SHOPLINE PRIVACY POLICY
Updated and Effective as of 06 January, 2023
This Privacy Policy page will help you understand the following:
1. What we collect and how we use personal information
(1) Authorization and consent of customers
You hereby acknowledge and authorize us to collect, store and process personal information from your customers for you to use the Platform and SHOPLINE services, and hereby undertake to us that you have obtained sufficient and necessary authorization, consent and permission from your customers for us to directly collect and use their personal information required to perform relevant services. When you provide us with personal information of any third parties (including your customers) for our further process, you shall ensure that you have obtained sufficient and necessary authorization, consent and permission from such third parties for us to process such personal information for the purpose as requested by you.
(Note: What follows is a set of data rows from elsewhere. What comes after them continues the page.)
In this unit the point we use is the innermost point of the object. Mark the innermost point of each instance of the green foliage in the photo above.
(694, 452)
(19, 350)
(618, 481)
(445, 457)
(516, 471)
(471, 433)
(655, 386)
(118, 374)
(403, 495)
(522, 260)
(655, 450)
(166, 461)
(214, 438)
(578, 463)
Nonetheless, we reserve the right to reject your request due to legal or regulatory requirements or restraints.
(2) Exceptions to the authorization or consent requirements
According to applicable laws and regulations, the consent of the Personal Data Subject is not required for collection and use of their personal information under the following circumstances:
(1) Related to the performance of obligations under laws and regulations;
(2) Directly related to national security or national defense security;
(3) Directly related to public safety, public health and major public interests;
(4) Directly related to criminal investigation, prosecution, trials and enforcement;
(5) For the purpose of safeguarding the life, property and other major legitimate rights and interests of the Personal Data Subject or any other person, but it is difficult to obtain the authorization and consent of that person;
(6) The personal information involved is disclosed to the public by the Personal Data Subject;
(7) Necessary for signing and performing the contract as required by the Personal Data Subject;
(8) Collection from lawfully and publicly disclosed information;
(9) Maintenance as necessary for the safe and stable operation of the Platform, such as troubleshooting;
(10) Other circumstances as stipulated by laws and regulations.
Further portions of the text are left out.